Se encontraban ya a pocos pasos de la torre negra. Sin cambiar abiertamente de dirección, Dalgliesh empujó la silla todo lo que pudo hacia el porche. El viento iba ganando intensidad en bruscos arrebatos gimientes. Pero siempre corría cierta brisa en aquel elevado promontorio de hierba y roca. De repente, se paró. Sostuvo la silla con la mano izquierda y se volvió hacia Julius con mucho cuidado de no perder el equilibrio. Entonces. Tenía que ser entonces.
– ¿Qué pasa? -dijo Julius ásperamente.
El tiempo se detuvo. Un segundo era una eternidad. En esa breve laguna infinita, la mente de Dalgliesh se liberó de toda tensión y de todo temor. Era como si se distanciara del pasado y del futuro, simultáneamente consciente de sí mismo, de su adversario y del sonido, el aroma y el color del cielo, del acantilado y del mar. La cólera contenida de las últimas semanas, el controlado suspense de la hora anterior, todo se apaciguó en aquel momento preliminar a la liberación final. Habló con voz aguda y quebrada, simulando terror, un terror que hasta a sus propios oídos parecía horriblemente real.

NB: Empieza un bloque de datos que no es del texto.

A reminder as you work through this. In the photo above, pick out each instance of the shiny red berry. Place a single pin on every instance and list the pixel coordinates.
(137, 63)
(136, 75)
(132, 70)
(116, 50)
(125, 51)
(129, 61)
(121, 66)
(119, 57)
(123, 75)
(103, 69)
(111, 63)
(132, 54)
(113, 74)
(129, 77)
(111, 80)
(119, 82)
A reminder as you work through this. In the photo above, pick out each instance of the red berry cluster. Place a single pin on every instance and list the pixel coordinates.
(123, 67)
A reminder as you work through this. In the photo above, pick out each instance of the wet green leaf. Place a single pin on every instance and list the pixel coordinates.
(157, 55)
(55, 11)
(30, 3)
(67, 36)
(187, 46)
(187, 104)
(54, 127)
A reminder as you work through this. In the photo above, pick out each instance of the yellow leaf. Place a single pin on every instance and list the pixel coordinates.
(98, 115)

– ¡La torre! ¡Hay alguien dentro!
Volvió a oírse -sus súplicas habían sido escuchadas- cómo los huesos, atravesando la carne desgarrada, arañaban frenéticamente la dura piedra. Percibió entonces más que oyó el siseo de la inspiración de Julius. El tiempo avanzó y en ese último segundo Dalgliesh saltó.

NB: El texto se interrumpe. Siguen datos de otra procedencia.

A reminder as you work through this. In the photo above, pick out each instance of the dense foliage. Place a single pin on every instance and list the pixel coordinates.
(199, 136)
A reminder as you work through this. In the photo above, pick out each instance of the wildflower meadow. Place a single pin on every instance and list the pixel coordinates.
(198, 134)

Al caer, con el cuerpo de Julius debajo, Dalgliesh sintió el martillazo en el hombro derecho, la inmediata insensibilidad, el pegajoso calor, sedante como un bálsamo, que le empapaba la camisa. El disparo resonó en la torre negra y el promontorio cobró vida. Una nube de gaviotas se alzó graznando de las rocas. Cielo y acantilado eran una vorágine de alas batientes. Y en ese preciso instante, como si las cargadas nubes hubieran esperado que se diera la señal, el cielo se rasgó acompañado del sonido del desgarramiento de un lienzo y empezó a llover.
Lucharon como animales hambrientos que dan torpes zarpazos a su presa, con los ojos irritados y cegados por la lluvia, enzarzados en un rigor de odio.
Dalgliesh, incluso con el cuerpo de Julius debajo, sintió que se le consumían las fuerzas. Tenía que ser ahora, ahora que todavía estaba encima y todavía podía usar el hombro izquierdo. Retorció la muñeca de Julius contra la tierra enlodada y le oprimió las venas con todas sus fuerzas. Percibía el aliento de Julius como una ráfaga de aire caliente en el rostro. Estaban mejilla contra mejilla en una horrible parodia de amor sin fuerzas. Pero los rígidos dedos no soltaron la pistola. Lentamente, con dolorosos espasmos, Julius dobló el brazo derecho hacia la cabeza de Dalgliesh. Entonces la pistola se disparó. Dalgliesh sintió que la bala pasaba rozándole el cabello hasta perderse inocuamente en la cortina de lluvia.